Is sample path of Brownian Motion deterministic?

Question

Consider a standard continuous Brownian Motion $B_t(\omega): \Omega \times [0,T] \to \mathbb{R}$, where: $B_0(\omega) = 0$; $B_t(\omega)$ has stationary independent increments; $B_t-B_s \sim N(0,t-s)$. Then what can we say about the sample path of a Brownian Motion? In my point of view, a sample path is such that we fix $\omega = \omega_0 \in \Omega$ and get a function $B(\omega_0,t)$, and we plot the graph of that function with respect to $t$. If so, can we say that $\textbf{a sample path is deterministic}$? Thanks in advance for any help.

Answer 1

What you have said is literally true, but is misleading, and shows confusion about what is meant by the term "sample path".

A "sample path" is not, in itself, a mathematical object; it is not a path or a function or a number or anything like that. Rather, any sentence involving the phrase "sample path" is just a slightly informal way of expressing a more formal statement about a certain event having probability 1.

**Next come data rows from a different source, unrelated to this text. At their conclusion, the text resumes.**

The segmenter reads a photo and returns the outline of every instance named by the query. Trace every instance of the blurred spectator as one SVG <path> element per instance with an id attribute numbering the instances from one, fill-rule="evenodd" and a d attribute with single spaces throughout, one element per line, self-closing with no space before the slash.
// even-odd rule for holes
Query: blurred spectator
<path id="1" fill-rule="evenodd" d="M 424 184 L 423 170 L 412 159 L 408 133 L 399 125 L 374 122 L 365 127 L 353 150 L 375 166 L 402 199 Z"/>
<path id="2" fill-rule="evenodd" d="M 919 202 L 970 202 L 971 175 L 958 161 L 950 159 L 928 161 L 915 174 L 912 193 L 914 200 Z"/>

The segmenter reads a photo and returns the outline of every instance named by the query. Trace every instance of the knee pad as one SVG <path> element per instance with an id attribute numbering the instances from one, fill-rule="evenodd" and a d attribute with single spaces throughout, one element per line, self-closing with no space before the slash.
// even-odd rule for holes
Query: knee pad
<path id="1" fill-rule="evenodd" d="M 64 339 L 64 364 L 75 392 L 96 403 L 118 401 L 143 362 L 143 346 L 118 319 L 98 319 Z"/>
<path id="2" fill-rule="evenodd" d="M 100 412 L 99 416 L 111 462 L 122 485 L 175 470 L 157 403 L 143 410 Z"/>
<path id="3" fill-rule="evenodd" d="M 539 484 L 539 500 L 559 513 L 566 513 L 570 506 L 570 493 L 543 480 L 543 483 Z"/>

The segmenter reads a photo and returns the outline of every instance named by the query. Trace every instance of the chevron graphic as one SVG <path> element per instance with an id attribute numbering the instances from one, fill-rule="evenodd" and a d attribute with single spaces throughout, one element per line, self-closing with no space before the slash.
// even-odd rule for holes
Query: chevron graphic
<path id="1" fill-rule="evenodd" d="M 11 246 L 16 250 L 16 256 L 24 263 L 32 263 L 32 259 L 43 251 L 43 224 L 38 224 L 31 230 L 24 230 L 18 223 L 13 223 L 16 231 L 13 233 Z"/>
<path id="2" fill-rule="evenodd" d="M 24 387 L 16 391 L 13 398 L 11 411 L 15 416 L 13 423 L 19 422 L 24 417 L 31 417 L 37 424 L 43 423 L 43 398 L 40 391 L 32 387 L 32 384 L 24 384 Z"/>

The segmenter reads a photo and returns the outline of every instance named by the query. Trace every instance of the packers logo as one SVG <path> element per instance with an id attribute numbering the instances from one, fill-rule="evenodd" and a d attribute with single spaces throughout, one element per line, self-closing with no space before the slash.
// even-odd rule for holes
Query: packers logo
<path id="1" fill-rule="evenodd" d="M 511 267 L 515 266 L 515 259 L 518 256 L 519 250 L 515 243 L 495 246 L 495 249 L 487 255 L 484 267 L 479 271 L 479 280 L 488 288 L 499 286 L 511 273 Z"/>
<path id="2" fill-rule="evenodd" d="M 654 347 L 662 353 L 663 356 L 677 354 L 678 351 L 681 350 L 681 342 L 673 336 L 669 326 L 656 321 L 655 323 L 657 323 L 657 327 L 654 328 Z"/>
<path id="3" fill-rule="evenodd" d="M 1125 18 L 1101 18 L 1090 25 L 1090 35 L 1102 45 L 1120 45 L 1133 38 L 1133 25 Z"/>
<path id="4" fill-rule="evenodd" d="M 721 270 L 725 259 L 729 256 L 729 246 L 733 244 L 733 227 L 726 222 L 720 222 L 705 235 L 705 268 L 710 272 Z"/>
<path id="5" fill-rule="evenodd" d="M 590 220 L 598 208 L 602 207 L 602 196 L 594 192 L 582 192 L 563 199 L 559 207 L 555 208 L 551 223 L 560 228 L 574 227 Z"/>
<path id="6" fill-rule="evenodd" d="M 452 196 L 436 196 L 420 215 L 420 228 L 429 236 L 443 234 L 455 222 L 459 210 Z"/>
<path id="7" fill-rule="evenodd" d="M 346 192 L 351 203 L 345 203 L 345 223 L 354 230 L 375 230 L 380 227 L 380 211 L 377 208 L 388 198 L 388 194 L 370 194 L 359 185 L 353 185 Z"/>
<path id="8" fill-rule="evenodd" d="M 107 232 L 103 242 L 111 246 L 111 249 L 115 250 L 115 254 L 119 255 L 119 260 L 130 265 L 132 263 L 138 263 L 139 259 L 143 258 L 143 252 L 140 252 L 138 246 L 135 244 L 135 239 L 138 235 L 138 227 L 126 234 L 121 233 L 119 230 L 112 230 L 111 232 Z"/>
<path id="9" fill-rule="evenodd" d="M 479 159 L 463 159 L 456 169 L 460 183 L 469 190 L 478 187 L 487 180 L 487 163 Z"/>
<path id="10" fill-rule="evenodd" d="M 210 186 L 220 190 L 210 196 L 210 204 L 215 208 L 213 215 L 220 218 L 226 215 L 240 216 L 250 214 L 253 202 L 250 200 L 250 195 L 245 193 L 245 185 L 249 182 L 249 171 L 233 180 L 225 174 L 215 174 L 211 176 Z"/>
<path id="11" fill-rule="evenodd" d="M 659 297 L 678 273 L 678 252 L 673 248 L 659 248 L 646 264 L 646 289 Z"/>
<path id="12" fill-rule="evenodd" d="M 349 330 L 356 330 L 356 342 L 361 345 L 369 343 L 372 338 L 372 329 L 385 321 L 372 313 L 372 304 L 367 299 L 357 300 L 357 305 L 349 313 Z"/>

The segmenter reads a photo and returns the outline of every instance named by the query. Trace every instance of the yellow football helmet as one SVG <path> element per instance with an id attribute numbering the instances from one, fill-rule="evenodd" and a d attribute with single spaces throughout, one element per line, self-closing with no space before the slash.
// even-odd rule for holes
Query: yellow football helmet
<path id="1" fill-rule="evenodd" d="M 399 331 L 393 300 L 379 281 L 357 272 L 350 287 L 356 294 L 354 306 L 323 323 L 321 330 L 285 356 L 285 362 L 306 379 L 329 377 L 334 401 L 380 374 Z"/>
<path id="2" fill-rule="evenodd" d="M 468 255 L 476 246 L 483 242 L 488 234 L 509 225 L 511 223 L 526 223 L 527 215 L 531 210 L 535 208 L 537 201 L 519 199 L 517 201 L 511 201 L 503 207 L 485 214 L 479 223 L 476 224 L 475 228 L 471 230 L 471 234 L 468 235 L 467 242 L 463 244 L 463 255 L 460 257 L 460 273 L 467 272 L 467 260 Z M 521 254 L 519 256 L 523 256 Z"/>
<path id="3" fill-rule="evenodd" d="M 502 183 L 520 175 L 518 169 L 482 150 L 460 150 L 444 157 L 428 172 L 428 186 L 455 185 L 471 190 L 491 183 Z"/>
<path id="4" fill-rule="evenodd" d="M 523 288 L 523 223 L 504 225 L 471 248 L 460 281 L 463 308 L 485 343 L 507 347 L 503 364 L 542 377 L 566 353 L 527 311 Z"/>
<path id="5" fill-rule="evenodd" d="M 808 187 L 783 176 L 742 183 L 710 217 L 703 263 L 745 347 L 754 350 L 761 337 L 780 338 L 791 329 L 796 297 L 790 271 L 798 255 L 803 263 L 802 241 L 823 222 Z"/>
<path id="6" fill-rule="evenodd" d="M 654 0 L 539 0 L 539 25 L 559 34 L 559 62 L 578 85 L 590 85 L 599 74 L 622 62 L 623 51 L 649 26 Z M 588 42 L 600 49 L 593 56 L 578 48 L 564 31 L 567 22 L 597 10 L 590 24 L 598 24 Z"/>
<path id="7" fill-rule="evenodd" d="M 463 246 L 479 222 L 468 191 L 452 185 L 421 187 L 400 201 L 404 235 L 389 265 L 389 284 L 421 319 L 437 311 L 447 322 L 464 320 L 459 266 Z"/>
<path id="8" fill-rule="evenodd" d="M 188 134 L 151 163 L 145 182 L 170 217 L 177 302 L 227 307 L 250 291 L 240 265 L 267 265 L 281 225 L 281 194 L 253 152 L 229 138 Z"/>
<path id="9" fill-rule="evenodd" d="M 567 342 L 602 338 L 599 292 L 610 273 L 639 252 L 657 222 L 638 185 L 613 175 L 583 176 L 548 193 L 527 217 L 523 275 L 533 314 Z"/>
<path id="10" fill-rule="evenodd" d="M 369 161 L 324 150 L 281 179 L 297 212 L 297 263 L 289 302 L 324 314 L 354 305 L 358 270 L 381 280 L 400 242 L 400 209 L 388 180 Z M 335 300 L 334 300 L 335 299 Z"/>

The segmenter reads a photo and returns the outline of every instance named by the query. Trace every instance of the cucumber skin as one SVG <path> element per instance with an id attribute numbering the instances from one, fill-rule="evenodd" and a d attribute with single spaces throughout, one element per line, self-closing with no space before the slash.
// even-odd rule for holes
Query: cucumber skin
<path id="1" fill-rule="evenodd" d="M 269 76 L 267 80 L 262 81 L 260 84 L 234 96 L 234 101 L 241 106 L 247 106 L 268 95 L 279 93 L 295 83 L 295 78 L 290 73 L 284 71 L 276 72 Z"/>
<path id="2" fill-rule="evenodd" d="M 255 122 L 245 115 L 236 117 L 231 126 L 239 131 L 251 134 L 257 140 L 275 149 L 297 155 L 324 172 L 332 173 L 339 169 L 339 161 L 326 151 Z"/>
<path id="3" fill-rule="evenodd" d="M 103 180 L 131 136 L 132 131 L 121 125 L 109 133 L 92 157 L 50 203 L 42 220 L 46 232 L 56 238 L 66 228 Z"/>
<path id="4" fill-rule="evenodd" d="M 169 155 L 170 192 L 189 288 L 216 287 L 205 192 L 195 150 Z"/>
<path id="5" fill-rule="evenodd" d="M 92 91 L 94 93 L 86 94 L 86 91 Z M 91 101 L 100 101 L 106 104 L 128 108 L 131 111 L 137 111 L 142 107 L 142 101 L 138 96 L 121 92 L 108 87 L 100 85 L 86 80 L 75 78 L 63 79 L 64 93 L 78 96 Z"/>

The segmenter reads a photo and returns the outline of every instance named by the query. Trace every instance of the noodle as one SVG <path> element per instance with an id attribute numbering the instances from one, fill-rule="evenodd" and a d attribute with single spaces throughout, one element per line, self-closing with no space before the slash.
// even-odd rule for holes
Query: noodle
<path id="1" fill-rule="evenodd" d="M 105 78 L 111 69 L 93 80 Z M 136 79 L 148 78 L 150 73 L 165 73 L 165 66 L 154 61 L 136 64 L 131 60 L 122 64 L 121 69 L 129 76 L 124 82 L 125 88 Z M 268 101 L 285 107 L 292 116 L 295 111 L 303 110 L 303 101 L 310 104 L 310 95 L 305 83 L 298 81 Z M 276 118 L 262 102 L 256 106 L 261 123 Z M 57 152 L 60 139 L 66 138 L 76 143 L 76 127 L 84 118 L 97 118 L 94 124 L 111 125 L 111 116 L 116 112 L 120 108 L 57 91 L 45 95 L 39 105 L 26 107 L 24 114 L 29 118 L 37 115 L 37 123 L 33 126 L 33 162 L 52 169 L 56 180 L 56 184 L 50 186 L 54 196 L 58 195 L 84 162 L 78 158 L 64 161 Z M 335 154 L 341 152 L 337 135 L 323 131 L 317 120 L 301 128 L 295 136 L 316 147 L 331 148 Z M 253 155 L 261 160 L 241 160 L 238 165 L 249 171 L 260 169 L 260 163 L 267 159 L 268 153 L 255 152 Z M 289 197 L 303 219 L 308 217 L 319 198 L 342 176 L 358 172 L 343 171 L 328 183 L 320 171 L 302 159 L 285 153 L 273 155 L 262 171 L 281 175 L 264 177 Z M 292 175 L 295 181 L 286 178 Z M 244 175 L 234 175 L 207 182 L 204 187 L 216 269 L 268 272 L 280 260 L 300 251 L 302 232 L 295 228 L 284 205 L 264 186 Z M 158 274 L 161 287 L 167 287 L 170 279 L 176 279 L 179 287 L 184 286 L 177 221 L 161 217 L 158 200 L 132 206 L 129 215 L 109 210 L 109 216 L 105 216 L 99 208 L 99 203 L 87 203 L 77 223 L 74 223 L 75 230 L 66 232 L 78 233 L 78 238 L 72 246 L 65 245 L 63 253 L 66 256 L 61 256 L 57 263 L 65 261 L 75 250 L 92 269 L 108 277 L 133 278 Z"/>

For instance, when we say "A Brownian motion sample path is 1/4-Hölder continuous", what we really mean is the following. Let $A$ be the set of all outcomes $\omega \in \Omega$ such that $t \mapsto B_t(\omega)$ is 1/4-Hölder continuous; that is $$A = \left\{ \omega \in \Omega : \sup_{s,t \in [0,T]} \frac{|B_t(\omega) - B_s(\omega)|}{|t-s|^{1/4}} < \infty\right\}.$$ Then "A Brownian motion sample paths is 1/4-Hölder continuous" should be understood as the assertion that $\mathbb{P}(A) = 1$; i.e. $A$ happens almost surely.

It may help to rephrase "sample path" as "generic path" or "typical path". It does not refer to any specific path; it makes a statement about the set of paths as a whole, and how prevalent among them are paths with a certain property. For example, a statement like "the typical American eats between 50 and 100 hamburgers per year" does not give us any information about any particular American, but it tells us something about the set of Americans.

And describing a sample path as deterministic is rather nonsensical on another level. To use an analogy from lower-level mathematics, think of a function like $f(x)=x^2$. Your saying that "$B_t(\omega_0, t)$ is deterministic" is like saying "$f(5)$ is constant". Okay, well, $f(5)$ is the number $25$, which is not a function of $x$, so in that sense $f(5)$ is a constant. But when people use the word "constant", they mean that some object that might potentially depend on $x$, does not actually depend on it. So it doesn't really make much sense to say "$f(5)$ is constant" because there is no possibility for $f(5)$ to depend on $x$; substituting in $5$ got rid of $x$. Such a statement is literally true, but also totally pointless to say.

A statement like "$B(\omega_0, t)$ is deterministic" is similarly pointless. "Deterministic" means that something which potentially might depend on $\omega$, does not actually depend on it. But obviously $B_t(\omega_0, t)$ does not depend on $\omega$, because you just replaced $\omega$ by $\omega_0$. So what you said has no useful content.